Rwanda will, effective this year, add to its annual calendar, the day dedicated to Health Research and Policy, Health Ministry officials have announced.

The day, according to officials at Rwanda Biomedical Centre (RBC), will be celebrated “to pave way for establishment of a scientific program communication to reduce the gap between research, academics and policy in Rwanda”.

“Saving lives is not all about giving drugs and it’s not only meeting the patient. It’s beyond that. It’s how we can put the academic brain into the way we work,” Rwanda Biomedical Center Director General, Prof. Jeannine U Condo said.

Condo was delivering remarks at a meeting that brought together over 400 researchers, academics, health experts, and policy makers from across Africa and United States of America.
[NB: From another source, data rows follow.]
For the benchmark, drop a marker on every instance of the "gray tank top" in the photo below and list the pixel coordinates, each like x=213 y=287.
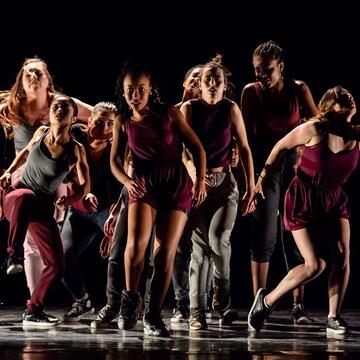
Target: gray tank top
x=23 y=133
x=43 y=174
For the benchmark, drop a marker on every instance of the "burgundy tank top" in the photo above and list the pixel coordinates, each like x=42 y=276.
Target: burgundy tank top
x=272 y=118
x=212 y=125
x=153 y=139
x=321 y=167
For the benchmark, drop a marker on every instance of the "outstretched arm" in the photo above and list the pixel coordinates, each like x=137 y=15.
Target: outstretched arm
x=83 y=175
x=245 y=155
x=301 y=135
x=21 y=158
x=182 y=119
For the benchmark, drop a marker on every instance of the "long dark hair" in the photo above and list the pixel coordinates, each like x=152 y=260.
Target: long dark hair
x=135 y=68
The meeting taking place in Rwanda’s capital Kigali seeks to harmonise a trend that beyond generating scientific evidence, there is need to have interface between research, policy and decision making.
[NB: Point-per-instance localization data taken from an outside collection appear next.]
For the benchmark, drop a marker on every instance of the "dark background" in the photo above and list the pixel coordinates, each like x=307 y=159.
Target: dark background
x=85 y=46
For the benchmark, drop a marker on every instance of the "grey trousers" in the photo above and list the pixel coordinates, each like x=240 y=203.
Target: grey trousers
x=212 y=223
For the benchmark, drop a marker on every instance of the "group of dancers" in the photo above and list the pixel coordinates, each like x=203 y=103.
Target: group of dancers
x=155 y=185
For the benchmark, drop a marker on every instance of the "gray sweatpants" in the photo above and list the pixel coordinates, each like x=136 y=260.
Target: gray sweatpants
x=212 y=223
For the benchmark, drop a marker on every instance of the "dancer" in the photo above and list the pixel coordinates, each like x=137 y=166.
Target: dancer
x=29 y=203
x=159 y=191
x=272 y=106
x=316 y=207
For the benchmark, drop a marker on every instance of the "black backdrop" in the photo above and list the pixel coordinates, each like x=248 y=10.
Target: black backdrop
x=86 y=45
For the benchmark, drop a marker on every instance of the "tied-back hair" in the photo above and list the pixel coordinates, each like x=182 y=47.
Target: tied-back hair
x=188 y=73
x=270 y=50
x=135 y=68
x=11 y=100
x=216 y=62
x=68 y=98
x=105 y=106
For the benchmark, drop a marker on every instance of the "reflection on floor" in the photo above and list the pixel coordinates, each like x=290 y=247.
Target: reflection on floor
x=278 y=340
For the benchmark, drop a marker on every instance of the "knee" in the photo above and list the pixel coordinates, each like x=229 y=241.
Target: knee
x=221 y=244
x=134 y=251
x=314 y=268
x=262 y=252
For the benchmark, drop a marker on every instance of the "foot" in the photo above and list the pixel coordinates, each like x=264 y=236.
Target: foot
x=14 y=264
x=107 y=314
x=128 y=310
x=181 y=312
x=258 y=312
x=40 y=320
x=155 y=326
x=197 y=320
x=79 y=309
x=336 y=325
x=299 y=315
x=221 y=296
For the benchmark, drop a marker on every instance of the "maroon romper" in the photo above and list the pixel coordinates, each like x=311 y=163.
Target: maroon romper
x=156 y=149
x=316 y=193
Participants at the meeting agreed that “evidence should lead to right decisions.”

“In this era of the Sustainable Development Goals, evidence-based health care is driven by the population data to figure out the best treatments for various illnesses. We must have evidence, and we need the right kind of evidence,” Condo said.

In many African countries, it was noted, research-based evidence fails to inform decisions.

Dr. Patrick Ndimubanzi, State Minister at Rwanda’s Ministry of Health, said that for setting health policies, the ministry organizes consultative meetings with stakeholders, but the participation of individuals and institutions not affiliated to the Ministry is still low.

“We want all researchers from Universities and private research institutions to come together with us so that their findings could also inform and influence policies,” Ndimubanzi said.

For Rwanda in particular, he said, there is a lot of research carried out by different institutions, but whose research findings did not help in policy development and implementation.

“We actually need this platform to enable all such information to be disseminated into public so that they can influence policies and impact lives,” Ndimubanzi said.

Ndimubanzi said however, that Rwanda has always been keen to implement evidence-based interventions that are most likely to improve health outcomes, increase population access to quality health care services and propel the country towards targeted development goals.

While medical students from University of Rwanda were complaining of little space into research and the capacity for their research to reach out policy makers, Condo, said the think tank of the health research is documenting health problems and will send a list of those problems for academics to carry research on them and help in identifying solutions.

The Health Research and Policy Day, the first of its kind in Rwanda, featured presentations of research findings on maternal health, malnutrition among children under five, hipatatitis, drug abuse, HIV, tuberculosis, among others.

For the last five years, RBC has undertaken more than 250 health researches. Some have been completed while others are underway, according to RBC Director of Medical Research Center, Clarisse Musanabaganwa.